Neurobiology of Frustration: Longest Pain – 4 minutes. Frustration can have a painful effect on the brain. This experience can be explained by the activity of certain neurotransmitters, such as GABA, which change significantly when a person experiences this feeling. Research explains how these changes take place.
The neuroscience underlying frustration provides us with another example that there are certain aspects of our life that the brain perceives particularly painfully. This is why some people inexplicably suffer longer than others when they lose an opportunity or lose confidence in someone.
You may also have certain expectations of yourself; perhaps you assume that you will never fail at things that you are usually very good at, and perhaps you think that all that you have today, will be there tomorrow. But sometimes things change and the bubble bursts. When this happens, you lose some of your confidence, and this perceives the brain as a warning sign of your survival.
When you lose, if something really waited, or your boss suddenly fires you, or your girlfriend betrays you, it obviously makes you hurt. This is a kind of attack on everything that was important to you. So what happens in the brain when this happens?
“Our experience consists of illusions, not accumulated wisdom.”
– Joseph Roux-
Neuroscience behind disappointment
Behind the frustration is more and more research in neuroscience due to the increased interest in this topic. Psychologists, psychiatrists, and neurologists have wondered for years why it hurts so much to be disappointed. Of course, disappointment is also part of every person’s personality.
Those who have gone through this multiple times become incredulous. Frustration lowers the energy of hope a little, which can make you be more careful about your expectations of others. However, something has to happen in the brain for this experience to become so clear. Let’s see what science has to say about this.
Neurotransmitters and frustration
Neurotransmitters are chemicals that transmit signals to nerves. Thanks to neurochemistry, you have the ability to feel, think, and behave in certain ways. An interesting fact is that it is very specific neurotransmitters that completely control your mood, including dopamine and serotonin.
An interesting study by Roberto Malinov of the Department of Neuroscience at the University of California, San Diego shows that feelings of frustration are controlled by two specific neurotransmitters. These are glutamic acid and GABA, which are found in the midbrain.
Midbrain and secretion of glutamic acid and GABA
The midbrain is one of the oldest parts of the brain. Among other things, we know that it is part of the emotional processes that underlie decision-making. But while its main function has mostly positive effects by increasing motivation, it also has a dark side.
For it to function properly, the secretion of glutamic acid and GABA must be balanced and correct. Thus, the stronger the neurotransmitter flow into the midbrain, the stronger the feeling of frustration. Conversely, the lower the secretion of GABA and glutamic acid, the less this emotion affects the brain.
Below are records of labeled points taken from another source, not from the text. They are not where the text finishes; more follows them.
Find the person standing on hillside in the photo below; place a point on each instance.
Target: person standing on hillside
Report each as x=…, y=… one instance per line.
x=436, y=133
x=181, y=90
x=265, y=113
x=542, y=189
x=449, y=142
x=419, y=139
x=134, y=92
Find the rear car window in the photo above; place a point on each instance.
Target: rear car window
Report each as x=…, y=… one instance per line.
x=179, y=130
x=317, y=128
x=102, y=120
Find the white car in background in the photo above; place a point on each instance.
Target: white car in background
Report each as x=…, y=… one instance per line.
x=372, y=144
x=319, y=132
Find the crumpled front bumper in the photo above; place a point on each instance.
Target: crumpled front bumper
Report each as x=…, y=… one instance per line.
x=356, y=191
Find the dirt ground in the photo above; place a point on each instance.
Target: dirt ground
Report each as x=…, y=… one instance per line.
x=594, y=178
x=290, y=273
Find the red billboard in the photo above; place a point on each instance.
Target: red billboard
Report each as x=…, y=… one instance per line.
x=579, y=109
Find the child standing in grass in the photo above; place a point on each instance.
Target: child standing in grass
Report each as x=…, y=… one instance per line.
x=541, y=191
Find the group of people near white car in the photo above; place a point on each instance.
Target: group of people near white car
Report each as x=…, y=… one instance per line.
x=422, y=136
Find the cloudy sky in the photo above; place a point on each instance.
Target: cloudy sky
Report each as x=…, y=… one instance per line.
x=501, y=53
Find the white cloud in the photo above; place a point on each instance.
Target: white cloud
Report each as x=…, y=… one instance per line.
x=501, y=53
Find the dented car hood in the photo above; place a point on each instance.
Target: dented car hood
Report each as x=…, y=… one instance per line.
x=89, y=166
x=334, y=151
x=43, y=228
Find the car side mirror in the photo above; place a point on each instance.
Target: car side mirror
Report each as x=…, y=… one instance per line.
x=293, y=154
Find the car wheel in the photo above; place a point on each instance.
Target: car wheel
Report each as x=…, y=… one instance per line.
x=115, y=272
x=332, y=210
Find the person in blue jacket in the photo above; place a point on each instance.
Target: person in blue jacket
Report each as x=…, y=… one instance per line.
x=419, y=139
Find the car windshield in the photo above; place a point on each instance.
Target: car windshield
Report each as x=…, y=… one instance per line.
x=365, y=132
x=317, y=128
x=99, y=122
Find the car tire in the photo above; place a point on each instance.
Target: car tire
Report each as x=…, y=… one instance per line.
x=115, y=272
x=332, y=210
Depression in relation to the neuroscience behind the disappointment
Roberto Malinov also pointed out another important problem in this regard occasion. There is evidence that the consequences of long-term disappointment lead to depressive disorders in many cases. This means that with intense secretion of GABA and glutamic acid in the brain, the risk of disease increases.
High midbrain activity caused by over-secretion of these neurotransmitters also causes the patient to become obsessed with certain thoughts, memories or old painful experiences. It becomes more difficult to move on, and it is at this stage that the person begins to experience emotional stagnation and pain.
But the discovery The link between glutamic acid and GABA in frustration and depression also opens the door to new therapies. More recently, it was thought that antidepressants and serotonin regulation could help balance the relationship between GABA and glutamic acid. But it is now clear that although this results in improvement, it can still have various side effects.
So the challenge now is to develop a treatment that works specifically with some transmitters but not others. Thus, doctors can give the correct answers to those patients who, due to various neurochemical changes, experience certain situations more intensely. As you may have noticed, the neuroscience behind frustration is a very interesting subject.